OK, to bed... another recital tomorrow at noon.

Monday, August 2, 2010

Inauguration of the House

There is not always time to practise or make reeds. So the schedules flex to fit the circumstance.

I am on the road, going early to the Ottawa Chamber Festival because of Guy's engagements, bringing my son and getting my mother set up with caregivers (a little flock of bassoon student angels), packing the truck and re-packing the truck and then forgetting all of our CDs that we would have sold at our concerts in Ottawa.
No matter, just keep moving.

Left Toronto in the midst of holiday traffic but arrived to spend the first night in my old Dad's newly built log house. He is still adding the finishing touches, but he had the loft all ready for us, and the next morning, I played the complete Braun Solos before packing the truck again, picking up Guy in Parry Sound, and heading to Ottawa.

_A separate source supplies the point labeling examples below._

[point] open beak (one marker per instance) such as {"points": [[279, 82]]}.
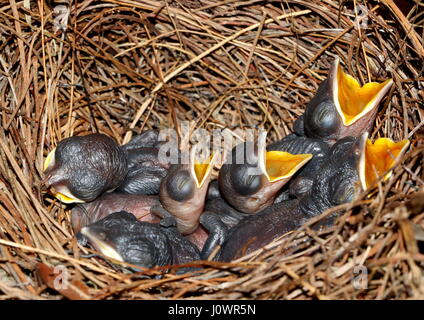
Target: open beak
{"points": [[50, 160], [100, 245], [202, 170], [64, 195], [378, 158], [352, 101]]}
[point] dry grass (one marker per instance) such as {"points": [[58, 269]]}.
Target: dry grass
{"points": [[124, 66]]}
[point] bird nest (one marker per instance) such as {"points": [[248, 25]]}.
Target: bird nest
{"points": [[121, 67]]}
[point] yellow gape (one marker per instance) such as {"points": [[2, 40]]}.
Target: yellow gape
{"points": [[202, 170], [49, 160], [378, 158], [355, 101], [65, 199], [280, 164]]}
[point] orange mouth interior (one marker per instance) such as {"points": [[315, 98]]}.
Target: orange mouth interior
{"points": [[380, 157], [280, 164], [202, 170], [355, 101]]}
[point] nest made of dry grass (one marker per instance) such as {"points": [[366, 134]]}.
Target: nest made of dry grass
{"points": [[121, 67]]}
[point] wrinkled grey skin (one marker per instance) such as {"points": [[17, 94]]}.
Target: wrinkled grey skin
{"points": [[93, 164], [335, 182], [142, 243], [88, 166], [84, 214], [145, 171], [302, 181], [321, 119], [243, 185]]}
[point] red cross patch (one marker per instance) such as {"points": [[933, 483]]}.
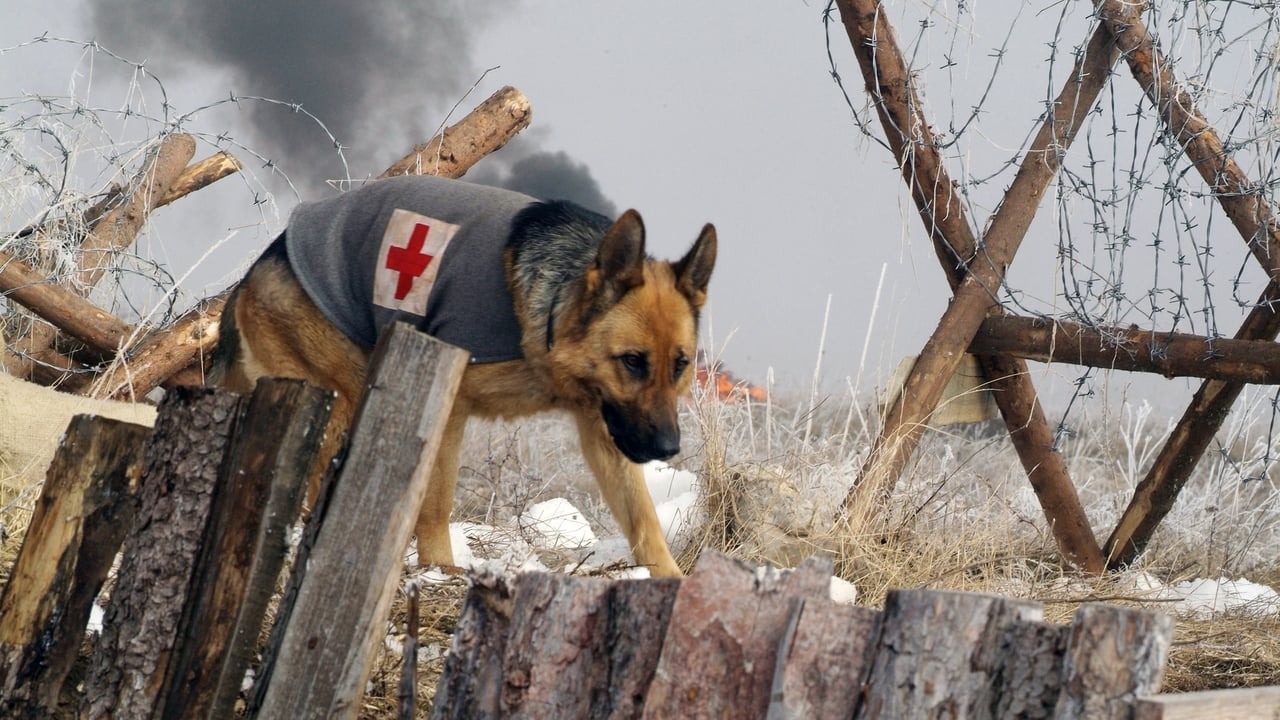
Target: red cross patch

I had to drag myself away from the playing in the loft, aware that it really was a special occasion to have this opportunity to be the very first musician to perform in the house (all houses need to be concertized in this way). But more than that, the sound was beautiful, resonant and responsive. This is practising of a different kind and I felt very fortunate.

When I went downstairs, my old Dad was (for once) not working, but sitting on his single piece of upholstered furniture and listening quietly. I am very very fortunate.